Once meses antes de que el gobierno
federal publicara la licitación para construir el Tren de Alta Velocidad
México-Querétaro, el entonces secretario de Hacienda, Luis Videgaray Caso,
conformó, junto con el gobierno chino, un “Grupo de Trabajo de Alto Nivel” que
diseñó el proyecto ganador de la licitación.

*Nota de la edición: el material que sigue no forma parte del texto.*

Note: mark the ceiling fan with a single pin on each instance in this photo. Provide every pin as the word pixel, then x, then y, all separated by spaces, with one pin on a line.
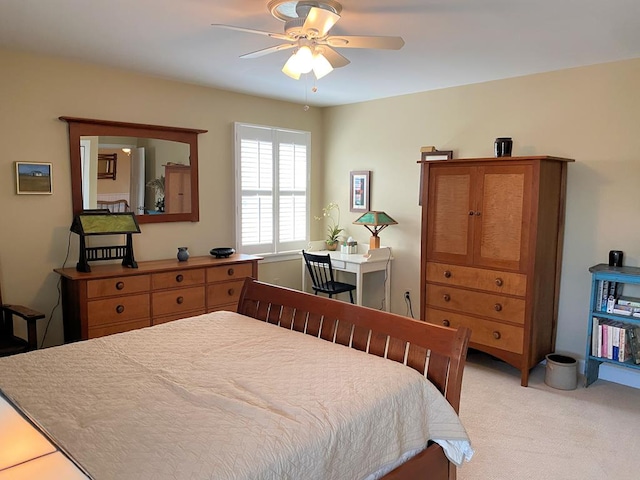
pixel 307 30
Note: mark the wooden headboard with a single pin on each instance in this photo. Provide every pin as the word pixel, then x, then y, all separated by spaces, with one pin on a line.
pixel 437 352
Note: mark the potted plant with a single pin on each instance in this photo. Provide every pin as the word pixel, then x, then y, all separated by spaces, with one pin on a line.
pixel 332 213
pixel 158 185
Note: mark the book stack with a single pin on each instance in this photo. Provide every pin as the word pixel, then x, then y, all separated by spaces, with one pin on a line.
pixel 615 340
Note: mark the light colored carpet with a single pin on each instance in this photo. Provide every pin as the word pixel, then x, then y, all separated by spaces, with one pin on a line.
pixel 542 433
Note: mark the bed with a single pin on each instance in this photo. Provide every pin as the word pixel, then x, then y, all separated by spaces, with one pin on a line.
pixel 223 396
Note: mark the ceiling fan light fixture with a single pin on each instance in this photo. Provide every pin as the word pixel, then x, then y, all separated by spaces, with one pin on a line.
pixel 321 66
pixel 290 69
pixel 304 59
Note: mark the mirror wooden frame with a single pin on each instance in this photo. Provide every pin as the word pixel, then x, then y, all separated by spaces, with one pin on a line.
pixel 79 127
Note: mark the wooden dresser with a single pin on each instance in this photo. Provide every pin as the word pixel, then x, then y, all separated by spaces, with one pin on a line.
pixel 491 252
pixel 113 299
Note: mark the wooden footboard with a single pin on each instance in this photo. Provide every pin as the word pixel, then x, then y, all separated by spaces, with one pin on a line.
pixel 434 351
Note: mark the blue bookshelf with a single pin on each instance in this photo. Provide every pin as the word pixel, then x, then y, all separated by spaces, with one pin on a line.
pixel 621 276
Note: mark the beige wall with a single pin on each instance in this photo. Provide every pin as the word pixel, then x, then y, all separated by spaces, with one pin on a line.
pixel 36 90
pixel 589 114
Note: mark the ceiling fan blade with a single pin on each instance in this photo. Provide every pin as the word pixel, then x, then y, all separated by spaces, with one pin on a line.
pixel 266 51
pixel 353 41
pixel 335 59
pixel 318 22
pixel 279 36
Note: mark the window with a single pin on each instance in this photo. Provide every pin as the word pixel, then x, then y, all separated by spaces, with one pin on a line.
pixel 272 178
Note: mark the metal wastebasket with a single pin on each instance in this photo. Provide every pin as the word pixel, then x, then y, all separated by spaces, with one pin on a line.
pixel 561 372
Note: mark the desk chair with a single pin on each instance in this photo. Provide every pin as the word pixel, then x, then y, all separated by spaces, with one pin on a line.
pixel 9 343
pixel 321 273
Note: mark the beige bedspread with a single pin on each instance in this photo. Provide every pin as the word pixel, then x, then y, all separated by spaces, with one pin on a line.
pixel 223 396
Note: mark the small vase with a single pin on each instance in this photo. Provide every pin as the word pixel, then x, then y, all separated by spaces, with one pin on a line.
pixel 503 146
pixel 183 254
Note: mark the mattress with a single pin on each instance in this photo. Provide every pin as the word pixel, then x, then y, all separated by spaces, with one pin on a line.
pixel 224 396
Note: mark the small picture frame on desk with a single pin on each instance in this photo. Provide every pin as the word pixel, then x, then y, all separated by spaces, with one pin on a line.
pixel 360 196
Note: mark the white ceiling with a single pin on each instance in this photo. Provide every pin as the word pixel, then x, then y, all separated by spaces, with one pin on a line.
pixel 448 42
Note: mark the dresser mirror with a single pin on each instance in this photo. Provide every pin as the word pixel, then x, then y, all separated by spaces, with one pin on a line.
pixel 149 170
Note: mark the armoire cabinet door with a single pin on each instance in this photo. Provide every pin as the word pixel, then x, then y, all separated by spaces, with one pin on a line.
pixel 480 216
pixel 503 217
pixel 450 219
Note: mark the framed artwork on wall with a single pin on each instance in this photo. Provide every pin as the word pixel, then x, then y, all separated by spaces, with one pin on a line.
pixel 34 178
pixel 360 195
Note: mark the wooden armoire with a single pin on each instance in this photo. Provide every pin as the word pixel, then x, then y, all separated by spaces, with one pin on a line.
pixel 491 252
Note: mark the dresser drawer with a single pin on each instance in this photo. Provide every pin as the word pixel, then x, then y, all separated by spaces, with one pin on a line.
pixel 483 332
pixel 178 300
pixel 507 283
pixel 118 328
pixel 117 310
pixel 223 293
pixel 483 304
pixel 107 287
pixel 229 272
pixel 177 278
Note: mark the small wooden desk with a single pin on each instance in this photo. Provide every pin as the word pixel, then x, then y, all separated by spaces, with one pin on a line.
pixel 375 260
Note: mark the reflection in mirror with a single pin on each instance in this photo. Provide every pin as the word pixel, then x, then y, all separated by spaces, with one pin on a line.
pixel 132 174
pixel 150 170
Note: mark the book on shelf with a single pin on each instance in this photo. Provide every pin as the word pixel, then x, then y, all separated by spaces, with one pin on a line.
pixel 614 340
pixel 608 290
pixel 629 301
pixel 633 336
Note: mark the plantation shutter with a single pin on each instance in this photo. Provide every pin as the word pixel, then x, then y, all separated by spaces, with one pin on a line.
pixel 272 171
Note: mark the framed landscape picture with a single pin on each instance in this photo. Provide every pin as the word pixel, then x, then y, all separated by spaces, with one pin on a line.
pixel 33 178
pixel 360 192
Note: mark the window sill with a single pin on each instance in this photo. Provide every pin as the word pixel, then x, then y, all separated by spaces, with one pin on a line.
pixel 280 257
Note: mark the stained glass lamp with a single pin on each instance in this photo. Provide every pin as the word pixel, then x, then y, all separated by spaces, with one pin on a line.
pixel 374 222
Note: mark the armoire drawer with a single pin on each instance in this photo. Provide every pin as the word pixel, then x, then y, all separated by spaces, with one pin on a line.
pixel 483 304
pixel 507 283
pixel 223 293
pixel 177 278
pixel 117 310
pixel 484 332
pixel 118 328
pixel 169 302
pixel 108 287
pixel 229 272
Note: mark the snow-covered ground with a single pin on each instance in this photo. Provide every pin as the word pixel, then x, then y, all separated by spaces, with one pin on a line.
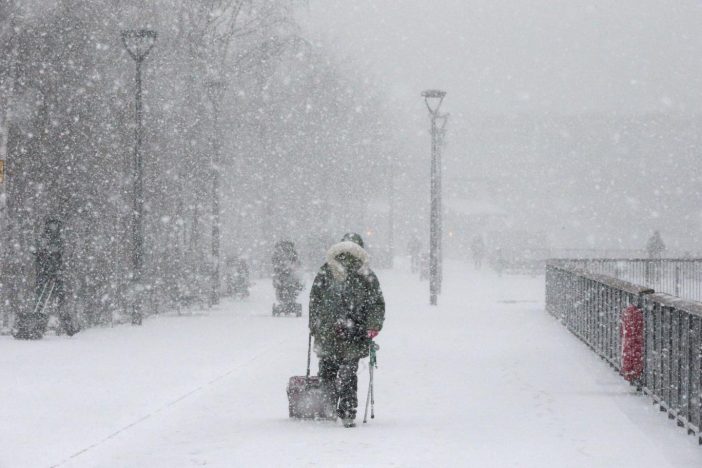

Es decir, desde su cargo como funcionario, Videgaray
ayudó a elaborar la propuesta ganadora de los chinos, quienes para ello se
asociaron con las empresas mexicanas Constructora y Edificadora GIA, Prodemex,
GHP Infraestructura Mexicana y Constructora Teya, esta última propiedad de Juan
Armando Hinojosa Cantú, dueño oficial de la “Casa Blanca” del presidente
Enrique Peña Nieto, así como de la residencia que Videgaray le compró en
Malinalco, en el Estado de México.
Un reportaje
firmado por el periodista Sebastián Barragán y publicado esta noche en el
portal Aristegui Noticias, documenta el presunto conflicto de intereses en el
que incurrió Videgaray.
Poco tiempo
después de que el equipo de investigación de Carmen Aristegui revelara la
existencia de la “Casa Blanca”, el gobierno federal canceló la licitación del
Tren México-Querétaro. Enseguida, Virgilio Andrade, el secretario de la Función
Pública –y amigo de Peña Nieto–, lanzó una investigación para determinar si
hubo irregularidades en la adjudicación del contrato.
El 3 de
febrero de 2015, la investigación de Andrade concluyó, sin sorpresa, que no
hubo tales irregularidades. Exoneró a Videgaray porque, según el funcionario,
el secretario de Hacienda no había participado en ninguna etapa del proceso de
contratación.
Un documento, que Aristegui Noticias
publica este miércoles 7, muestra lo contrario: según el “Aviso de intención de
iniciar un arbitraje de inversión en contra del gobierno de México”, que el
gobierno chino presentó a la Secretaría de Economía el 9 de octubre de 2015, el
“Grupo de Alto Nivel” que Videgaray integró en septiembre de 2013 –junto con su
homólogo chino Xu Shaoshi– tenía como “objetivo principal” el de “desarrollar
el Tren de Alta Velocidad México-Querétaro y presentar una propuesta técnica y
económica ante la Secretaría de Comunicaciones y Transportes (SCT)”.
Este oficio forma parte de la
documentación que el gobierno de China entregó al de México para justificar un
pago de 600 millones de dólares, que Beijing reclama por considerar que Peña
Nieto canceló la licitación de manera irregular y realizó una “expropiación
ilegal” de las inversiones chinas.
Según el
portal, diez días antes del lanzamiento
del concurso internacional, Videgaray recibió en Palacio Nacional a
funcionarios chinos para una reunión que tuvo como objetivo, entre otros,
analizar alianzas estratégicas entre empresas de ambos países. Al terminarse la
reunión, Peña Nieto recibió a la comitiva asiática.
Este documento es un nuevo golpe a
Videgaray, uno de los hombres más poderosos del sexenio, quien está señalado en
el desvío de 247 millones de pesos de la SHCP a través de empresas fantasma
contratadas por el gobierno chihuahuense de César Duarte Jáquez para financiar
las campañas electorales del PRI en 2016.
Y no sólo eso: el reportaje también
muestra que la SCT, a cargo de Gerardo Ruiz Esparza, mintió cuando afirmó, en
noviembre pasado, que no sabía acerca del reclamo de 600 millones de dólares.
“Ahora se sabe que el consorcio chino
presentó el reclamo ante la Secretaría de Economía y envió una copia a la SCT,
por lo cual el despacho de Gerardo Ruiz Esparza sí conocía este asunto”, planteó.